The new guideline on clinical warfarin sensitivity genotyping allele selection completes a series of three reports intended to facilitate testing and promote standardization for frequently used pharmacogenetics genotyping assays. Developed by the AMP PGx Working Group with organizational representation from the CAP and the Clinical Pharmacogenetics Implementation Consortium, the latest report (https://doi.org/10.1016/j.jmoldx.2020.04.204) builds on the earlier recommendations for clinical CYP2C19 and CYP2C9 genotyping. The recommendations should be implemented together with other clinical guidelines such as those issued by the consortium, which focus primarily on the interpretation of PGx test results and therapeutic recommendations for specific drug-gene pairs.

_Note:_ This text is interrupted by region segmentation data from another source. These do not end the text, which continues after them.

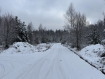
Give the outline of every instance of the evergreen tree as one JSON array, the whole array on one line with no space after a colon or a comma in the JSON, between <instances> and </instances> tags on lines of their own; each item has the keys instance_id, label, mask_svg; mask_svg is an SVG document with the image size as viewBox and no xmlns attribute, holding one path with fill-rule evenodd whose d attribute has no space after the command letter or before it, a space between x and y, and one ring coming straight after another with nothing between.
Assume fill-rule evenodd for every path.
<instances>
[{"instance_id":1,"label":"evergreen tree","mask_svg":"<svg viewBox=\"0 0 105 79\"><path fill-rule=\"evenodd\" d=\"M89 44L98 44L100 43L99 32L97 26L91 26L92 32L87 36L89 40Z\"/></svg>"}]
</instances>

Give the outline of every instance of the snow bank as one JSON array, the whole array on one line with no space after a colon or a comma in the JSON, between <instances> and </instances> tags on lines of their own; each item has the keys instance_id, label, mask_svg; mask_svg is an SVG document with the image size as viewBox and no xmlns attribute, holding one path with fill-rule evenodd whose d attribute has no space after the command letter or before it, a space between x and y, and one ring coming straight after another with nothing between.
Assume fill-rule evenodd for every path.
<instances>
[{"instance_id":1,"label":"snow bank","mask_svg":"<svg viewBox=\"0 0 105 79\"><path fill-rule=\"evenodd\" d=\"M80 58L84 59L89 64L96 67L98 70L105 73L105 47L101 44L89 45L81 51L67 46L70 50L74 51Z\"/></svg>"},{"instance_id":2,"label":"snow bank","mask_svg":"<svg viewBox=\"0 0 105 79\"><path fill-rule=\"evenodd\" d=\"M51 47L51 44L39 44L33 46L27 42L17 42L14 43L9 49L4 50L2 53L14 54L14 53L34 53L34 52L43 52Z\"/></svg>"},{"instance_id":3,"label":"snow bank","mask_svg":"<svg viewBox=\"0 0 105 79\"><path fill-rule=\"evenodd\" d=\"M83 48L79 53L88 57L100 57L104 53L103 45L96 44Z\"/></svg>"},{"instance_id":4,"label":"snow bank","mask_svg":"<svg viewBox=\"0 0 105 79\"><path fill-rule=\"evenodd\" d=\"M94 65L97 69L105 72L105 48L103 45L90 45L77 52L83 59Z\"/></svg>"}]
</instances>

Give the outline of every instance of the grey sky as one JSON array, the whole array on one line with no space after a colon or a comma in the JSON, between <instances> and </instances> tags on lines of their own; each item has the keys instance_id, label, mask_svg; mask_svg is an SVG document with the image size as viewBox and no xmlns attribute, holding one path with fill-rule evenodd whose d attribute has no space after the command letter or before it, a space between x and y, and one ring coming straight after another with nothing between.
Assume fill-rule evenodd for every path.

Similar to the previous reports in the series, this new warfarin genotyping guideline offers a two-tier categorization of alleles that are recommended for inclusion in clinical PGx genotyping assays.

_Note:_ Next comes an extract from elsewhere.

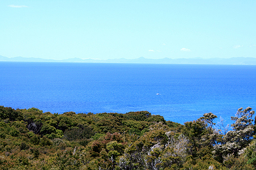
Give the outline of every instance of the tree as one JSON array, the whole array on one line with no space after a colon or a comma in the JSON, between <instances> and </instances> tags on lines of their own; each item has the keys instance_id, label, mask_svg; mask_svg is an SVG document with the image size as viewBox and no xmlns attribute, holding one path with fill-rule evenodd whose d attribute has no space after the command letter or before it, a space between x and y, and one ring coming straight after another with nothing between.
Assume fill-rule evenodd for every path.
<instances>
[{"instance_id":1,"label":"tree","mask_svg":"<svg viewBox=\"0 0 256 170\"><path fill-rule=\"evenodd\" d=\"M243 108L239 108L236 116L231 117L236 121L231 125L233 130L223 135L221 144L214 146L213 153L220 162L222 162L223 157L228 154L238 156L251 141L255 134L252 119L254 111L251 110L249 107L243 110Z\"/></svg>"}]
</instances>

New Qiagen panels launched at ASCO
Qiagen showcased its Sample to Insight solutions for cancer in connection with the American Society of Clinical Oncology annual meeting, held virtually in May.
The new QCI Interpret One software solution is now part of Qiagen’s Clinical Insights portfolio. QCI Interpret One delivers variant- and disease-specific evidence for every variant in any somatic panel, backing each classification with the latest peer-reviewed publications, oncologist-reviewed interpretation summaries, and an “expert second opinion.”

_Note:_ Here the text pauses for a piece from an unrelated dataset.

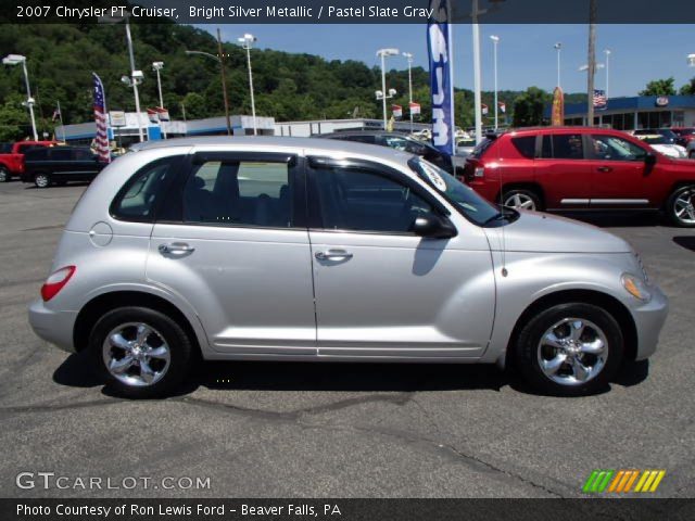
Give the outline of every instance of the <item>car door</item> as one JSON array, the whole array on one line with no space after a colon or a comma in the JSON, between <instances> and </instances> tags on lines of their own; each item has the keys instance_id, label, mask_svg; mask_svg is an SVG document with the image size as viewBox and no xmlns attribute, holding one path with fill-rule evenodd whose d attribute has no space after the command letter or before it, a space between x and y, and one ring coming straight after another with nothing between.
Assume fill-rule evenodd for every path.
<instances>
[{"instance_id":1,"label":"car door","mask_svg":"<svg viewBox=\"0 0 695 521\"><path fill-rule=\"evenodd\" d=\"M647 150L624 138L595 132L589 138L591 207L644 207Z\"/></svg>"},{"instance_id":2,"label":"car door","mask_svg":"<svg viewBox=\"0 0 695 521\"><path fill-rule=\"evenodd\" d=\"M190 303L219 353L316 355L300 164L199 152L153 228L148 278Z\"/></svg>"},{"instance_id":3,"label":"car door","mask_svg":"<svg viewBox=\"0 0 695 521\"><path fill-rule=\"evenodd\" d=\"M479 357L494 316L482 230L426 239L415 218L447 214L403 173L359 161L309 161L309 238L319 356Z\"/></svg>"},{"instance_id":4,"label":"car door","mask_svg":"<svg viewBox=\"0 0 695 521\"><path fill-rule=\"evenodd\" d=\"M534 163L535 179L543 189L547 209L581 209L591 198L591 166L579 132L541 135Z\"/></svg>"}]
</instances>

The new QIAseq Pan-cancer Multimodal (1.44 Mb, 605 gene) panel for comprehensive genomic profiling of solid tumors and hematologic malignancies leverages the Multimodal technology that begins with a total nucleic acid extraction and is followed by simultaneous preparation of DNA and RNA libraries. The Pan-cancer panel enables the detection of DNA and RNA aberrations and known and unknown RNA fusions, in addition to assessment of tumor mutational burden and microsatellite instability status in multiple sample types from a single sample input.
Qiagen also launched its QIAseq Targeted Methyl panels for targeted methylation analysis. The solutions offer faster one-day workflows and data analysis pipelines for predesigned and custom-tailored panels in a range of cancer applications, designed for low-input samples including liquid biopsy and those that are formalin-fixed, paraffin-embedded.
Sysmex launches XF-1600
Sysmex America on June 17 announced the availability of its XF-1600 flow cytometer.
The XF-1600 works in tandem with Sysmex’s PS-10 Sample Preparation System to automate the entire process of antibody staining, incubation, and flow cytometry analysis. “Highly trained operators no longer have to spend hours manually pipetting, leaving valuable time for more complex activities,” Andy Hay, chief operating officer of Sysmex America, said in a statement. It is available now in the United States and Canada.